Dabei gibt es sogar unter den "ganz Großen" (wie z.B. Robby Williams) Vertreter, die öffentlich zum freien Kopieren ihrer Musik aufrufen (was wohl selbst seine Produzenten erblassen ließ) - die ja immerhin die beste Werbung für den Künstler ist. "Kopiert meine Musik und kommt zu meinen Konzerten!..." - das finde ich fair und zukunftsfähig... Allerdings verdienen dann viele, die sich an die Millionen für's wenig bis nix tun gewöhnt haben, wieder ganz schön "normal" aus...
Aber:
Wir ALLE bezahlen schon immer - d.h. beim Kauf einer Leerkassette bis hin zum CD- und DVD-Brenner im Computer - mit der sog. "Kopierschutzabgabe" kräftig mit. Dabei spielt es - wie bei der GEZ - keine Rolle, ob ich den CD-Brenner oder die Musikkassette verwende, ob ich darauf meine eigenen Aufzeichnungen oder Urlausb-Foto-Sammlung unterbringe. Dann allerdings frage ich mich, warum dann das Kopieren nicht auch erlaubt wird...
Das man in Deutschland YouTube & Co. überhaupt noch im Netz erreichen kann, liegt an der "gütlichen Einigung" von GEMA und YouTube. Nachdem die GEMA an YouTube eine gepfefferte Rechnung über zig Millionen schrieb (und YouTube ablehnte) drohte die Einstellung der Website in Deutschland. Mittlerweile haben sich GEMA und YouTube wohl geeinigt - über "genauere Beträge" hat man Stillschweigen vereinbart. Kleinere offene Videoportale haben in Deutschland keine Existenzmöglichkeit - schon gar keine nichtkommerziellen. Wer heute einen Internetansachluß (und das zu verwendung nötige )

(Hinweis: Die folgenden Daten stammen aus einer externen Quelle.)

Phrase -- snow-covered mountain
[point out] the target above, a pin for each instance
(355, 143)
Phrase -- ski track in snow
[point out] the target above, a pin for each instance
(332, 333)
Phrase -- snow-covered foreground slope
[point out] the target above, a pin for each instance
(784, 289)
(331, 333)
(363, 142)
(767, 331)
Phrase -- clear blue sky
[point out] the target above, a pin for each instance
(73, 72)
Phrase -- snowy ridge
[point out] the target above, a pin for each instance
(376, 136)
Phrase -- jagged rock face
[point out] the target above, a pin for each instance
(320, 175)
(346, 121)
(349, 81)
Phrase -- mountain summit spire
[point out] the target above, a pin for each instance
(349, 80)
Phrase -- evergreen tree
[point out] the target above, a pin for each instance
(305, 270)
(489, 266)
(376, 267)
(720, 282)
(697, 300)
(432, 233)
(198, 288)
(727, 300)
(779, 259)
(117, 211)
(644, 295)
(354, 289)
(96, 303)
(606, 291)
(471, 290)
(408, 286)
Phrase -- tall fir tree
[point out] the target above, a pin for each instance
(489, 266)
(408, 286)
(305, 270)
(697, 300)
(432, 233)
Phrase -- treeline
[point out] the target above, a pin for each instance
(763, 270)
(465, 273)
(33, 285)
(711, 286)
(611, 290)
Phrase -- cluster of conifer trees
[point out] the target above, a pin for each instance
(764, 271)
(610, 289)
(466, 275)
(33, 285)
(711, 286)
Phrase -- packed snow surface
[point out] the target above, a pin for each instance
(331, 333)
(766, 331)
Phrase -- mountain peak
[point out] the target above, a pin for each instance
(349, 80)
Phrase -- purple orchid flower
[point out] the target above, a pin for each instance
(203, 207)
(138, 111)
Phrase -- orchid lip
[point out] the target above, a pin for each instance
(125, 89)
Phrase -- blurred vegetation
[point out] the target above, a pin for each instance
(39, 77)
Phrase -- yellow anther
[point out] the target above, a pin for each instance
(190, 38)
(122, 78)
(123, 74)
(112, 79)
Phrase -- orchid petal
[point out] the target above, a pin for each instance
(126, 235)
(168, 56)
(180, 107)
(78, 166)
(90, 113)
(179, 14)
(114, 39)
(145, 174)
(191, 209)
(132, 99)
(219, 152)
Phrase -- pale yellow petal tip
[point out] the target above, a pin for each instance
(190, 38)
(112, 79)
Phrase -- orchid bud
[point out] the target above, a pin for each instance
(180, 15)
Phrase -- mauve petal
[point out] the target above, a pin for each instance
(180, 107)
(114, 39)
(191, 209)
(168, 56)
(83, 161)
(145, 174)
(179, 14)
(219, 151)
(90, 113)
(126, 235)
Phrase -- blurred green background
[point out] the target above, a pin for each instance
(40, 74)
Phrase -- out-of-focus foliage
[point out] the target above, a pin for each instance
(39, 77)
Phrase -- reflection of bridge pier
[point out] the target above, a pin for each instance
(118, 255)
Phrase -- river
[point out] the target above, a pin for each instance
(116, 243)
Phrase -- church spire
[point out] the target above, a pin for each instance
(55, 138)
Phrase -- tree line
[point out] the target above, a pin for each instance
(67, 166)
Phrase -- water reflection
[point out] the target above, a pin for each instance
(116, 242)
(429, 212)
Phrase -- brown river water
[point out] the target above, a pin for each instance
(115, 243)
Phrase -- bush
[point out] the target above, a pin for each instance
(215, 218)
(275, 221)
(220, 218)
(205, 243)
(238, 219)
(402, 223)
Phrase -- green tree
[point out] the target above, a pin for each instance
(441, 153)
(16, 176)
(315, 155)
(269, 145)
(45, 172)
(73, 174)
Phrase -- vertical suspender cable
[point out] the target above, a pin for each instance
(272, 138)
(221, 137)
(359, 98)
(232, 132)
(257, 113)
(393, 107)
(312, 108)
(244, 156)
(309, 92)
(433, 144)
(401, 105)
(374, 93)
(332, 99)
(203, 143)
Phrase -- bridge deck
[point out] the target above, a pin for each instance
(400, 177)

Der neueste Clou u.a. der "Links-Autonomen" von ATTAC, den Grünen, ja sogar der "Piratenpartei" wie einer ganzen Reihe "Bürgerrechtsgruppen" ist die "Kulturabgabe".- Alle Bürger sollen monatlich pauschal ca. 5,- EUR "Kulturabgabe" bezahlen - dafür darf dann jeder alle Musik und Filme aus dem Netz herunterladen und verwenden. Die "Kluturabgabe" soll sicherstellen, das auch in Zeiten des Internets die Einkommen der "Kulturschaffenden" gesichert bleiben. Dabei käme bei den "echten" Künstlern - also denen, die Kunst der Kunst und nicht des Kommerzes wegen machen - kein Cent an. Aber selbst wenn - wer wollte festlegen, was "Kunst" ist... Natürlich blieben GEMA, GEZ, Kopierschutzabgaben ebenso erhalten - wir aollen ja alle nicht, das solch "arme" (und kulturell wichtigen!) Künstler wie "Lady Gaga", "Nena" und "die Toten Hosen" doch tatsächlich auf ein Normalverdiener-Niveau verarmen / "verwahrlosen", oder?
Tolle Idee! Wenn nun selbst schon Bürgerrechtler, Parteien und sog. "Autonome" auf derart kranke Ideen kommen, zeigt das eindrucksvoll wie weit unsere Gesellschaft bereits in die Hände partiellerIdioten abgedriftet scheint.
Also liebe Leute:
Überlegt Euch gut, ob Ihr auch weiterhin das Risiko eingehen möchtet einen Internetanschluß anzumelden - oder gar anderen aus Eurem Familien.- oder Freundeskreis erlauben wollt den Anschluß mitzubenutzen. das Internet dient hauptsächlich als Medium zur Distribution von "Kunst- und Kúlturproduktionen". Wer was anderes damit anstellt ist selbst Schuld...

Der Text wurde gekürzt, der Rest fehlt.